Ceritinib (Zykadia), which is approved for frontline and second-line therapy in ALK-rearranged NSCLC, has also shown activity in ROS1-rearranged disease. Thirty-two patients, 30 of whom were crizotinib-naïve, were treated with 750 mg of ceritinib daily in an open-label, multicenter phase II study. The ORR by blinded independent central review (BICR) was 62% (95% CI, 45-77) and the median DOR was 21 months.3
Additionally, the median PFS was 19.3 months and overall survival (OS) was 24 months. The intracranial disease-control rate was 63%.
“The advantage of ceritinib over crizotinib, based on all of our experience, is that ceritinib does a better job of crossing that blood-brain barrier,” said Padda. “This is an option I tend to think about for patients with ROS1-rearranged lung cancer who have brain metastases at diagnosis. It’s something that can be considered.”

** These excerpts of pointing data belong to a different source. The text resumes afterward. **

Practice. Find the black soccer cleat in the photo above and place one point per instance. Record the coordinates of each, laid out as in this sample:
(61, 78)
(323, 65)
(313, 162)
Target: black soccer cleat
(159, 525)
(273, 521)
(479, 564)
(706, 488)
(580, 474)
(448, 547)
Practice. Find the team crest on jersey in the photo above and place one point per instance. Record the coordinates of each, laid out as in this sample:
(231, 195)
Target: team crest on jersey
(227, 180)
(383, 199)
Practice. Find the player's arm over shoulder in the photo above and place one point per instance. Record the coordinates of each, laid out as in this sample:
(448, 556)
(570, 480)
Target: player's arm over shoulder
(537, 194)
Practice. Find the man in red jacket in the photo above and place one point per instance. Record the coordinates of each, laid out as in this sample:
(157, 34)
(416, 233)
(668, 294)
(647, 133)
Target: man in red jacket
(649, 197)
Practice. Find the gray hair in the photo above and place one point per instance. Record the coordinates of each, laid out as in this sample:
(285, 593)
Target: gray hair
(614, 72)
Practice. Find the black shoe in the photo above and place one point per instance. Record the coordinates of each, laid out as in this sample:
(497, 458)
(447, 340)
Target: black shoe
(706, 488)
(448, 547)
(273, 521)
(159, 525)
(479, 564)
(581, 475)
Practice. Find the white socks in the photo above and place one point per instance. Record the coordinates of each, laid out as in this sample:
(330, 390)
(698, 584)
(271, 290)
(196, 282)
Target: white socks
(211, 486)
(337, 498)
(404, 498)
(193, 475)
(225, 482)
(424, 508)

Entrectinib (RXDX-101), which Padda described as “the new kid on the block,” is another targeted agent being explored in ROS1-rearranged NSCLC. For patients with ROS1 fusion-positive advanced disease, treatment with entrectinib induced an ORR of 68.8% by BICR, which included 2 complete responses (6.3%).4
Resistance mechanisms to crizotinib have been evaluated for ROS1-rearranged NSCLC, which include G2032R, WT, D2033N, and S1986F. Agents under investigation that target these mutations include cabozantinib (Cabometyx) and lorlatinib, Padda explained. Phase II data from a multicohort study with lorlatinib showed that the ORR was 36% (95% CI, 23-52) and intracranial (IC)-ORR was 56% (95% CI, 35-76) for ROS1-positive patients regardless of prior treatment.5
Beyond ROS1, TRK is an oncogene fusion across several tumor types that is uncommonly expressed in normal or cancerous tissues. TRK fusion drives abnormally high expression and activation of TRK kinase domain.

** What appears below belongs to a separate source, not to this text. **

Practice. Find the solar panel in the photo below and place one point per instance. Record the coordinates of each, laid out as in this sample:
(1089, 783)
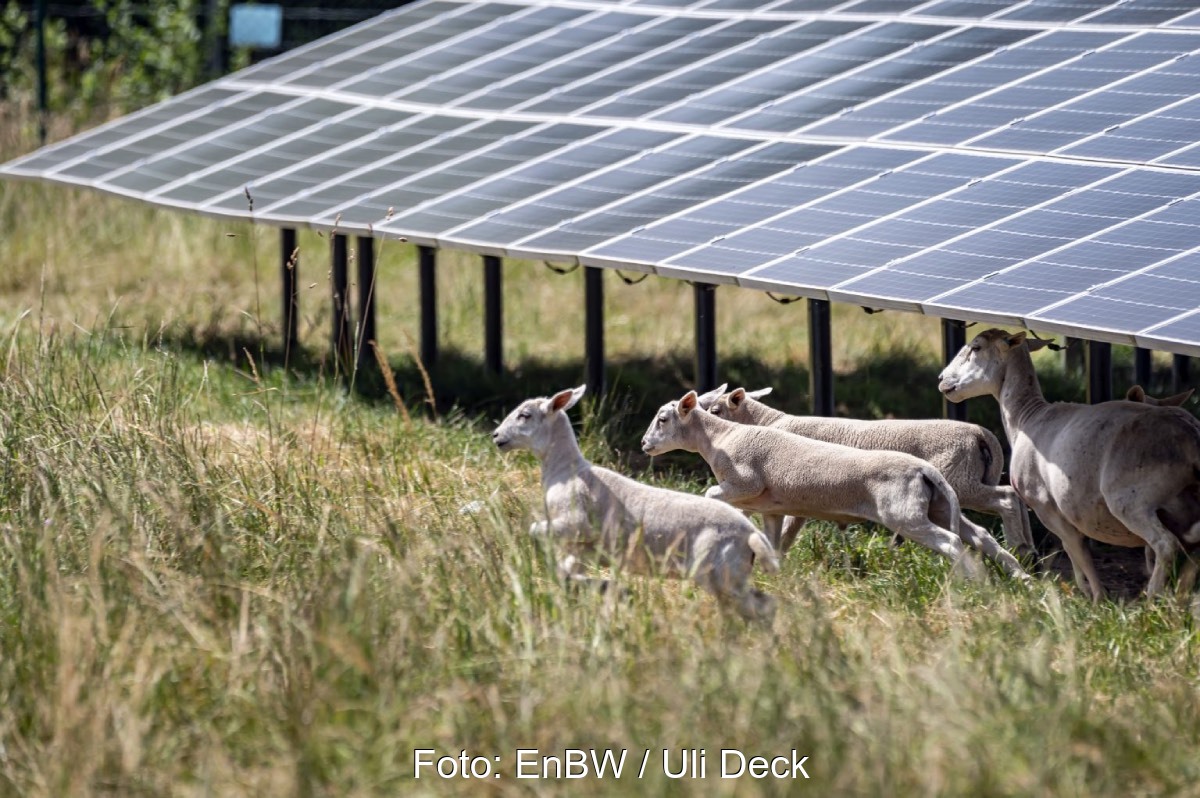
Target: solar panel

In a phase I/II basket trial of patients with TRK fusion—positive cancers, the novel, highly selective pan-TRK inhibitor larotrectinib (LOXO-101) led to a central-assessed ORR of 75% (95% CI, 61-85) and an 80% (95% CI, 67-90) investigator-assessed ORR.6 At 1 year, 71% of responses were ongoing and 55% of patients remained progression-free. The median DOR and PFS had not been reached. At a median follow-up of 9.4 months, 86% of those who responded continued treatment or had surgery that was intended to be curative.
“This response seems to be across tumor types, regardless of age and TRK gene or fusion partner, so this has made quite a splash,” Padda explained.

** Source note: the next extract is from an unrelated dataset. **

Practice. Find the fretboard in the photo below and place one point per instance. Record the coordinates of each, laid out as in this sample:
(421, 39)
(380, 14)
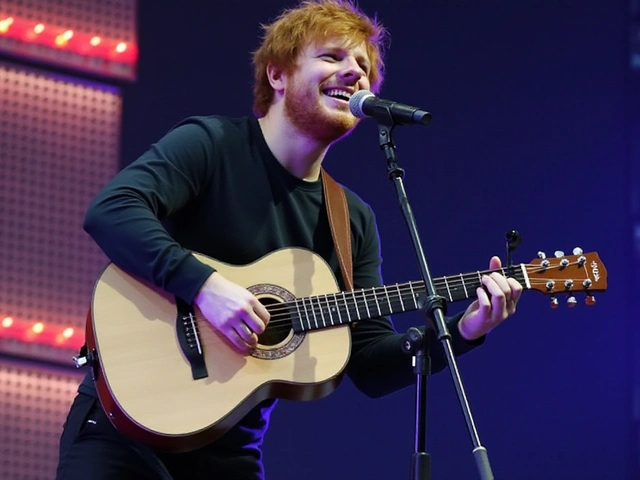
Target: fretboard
(323, 311)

Entrectinib has seen encouraging activity in TRK fusion—positive NSCLC, as well in 2 phase I basket studies, ALKA-372-001 and STARTRK-1. The 1 patient enrolled with NSCLC experienced a complete IC response.7
MET is also a less-common target in NSCLC. Padda focused on MET exon 14 skipping mutations in her presentation, which comprise 3% of nonsquamous NSCLCs and 20% to 30% of sarcomatoid lung carcinomas. In an expansion cohort of the PROFILE 1001 trial, crizotinib had activity in these patients in addition to the ROS1-rearranged patients. Additionally, a retrospective analysis of patients who had MET exon 14 skipping mutations showed that treatment with a MET inhibitor led to an improvement in OS (HR, 0.11; 95% CI, 0.01-0.92; P = .04).8
“In general, the message is if a patient does have a MET exon 14 skipping mutation, they will likely benefit from a MET inhibitor,” Padda said.
Finally, HER2 mutations and amplification are also under investigation in NSCLC. In the retrospective European EUHER2 cohort, patients were treated with chemotherapy and/or HER2-directed agents, including trastuzumab (Herceptin), and ado-trastuzumab emtansine (T-DM1; Kadcyla). The ORR with trastuzumab or T-DM1 was 50.9% and the median PFS was 4.8 months.9
Though HER2 remains to be a difficult target, strategies are emerging, Padda concluded.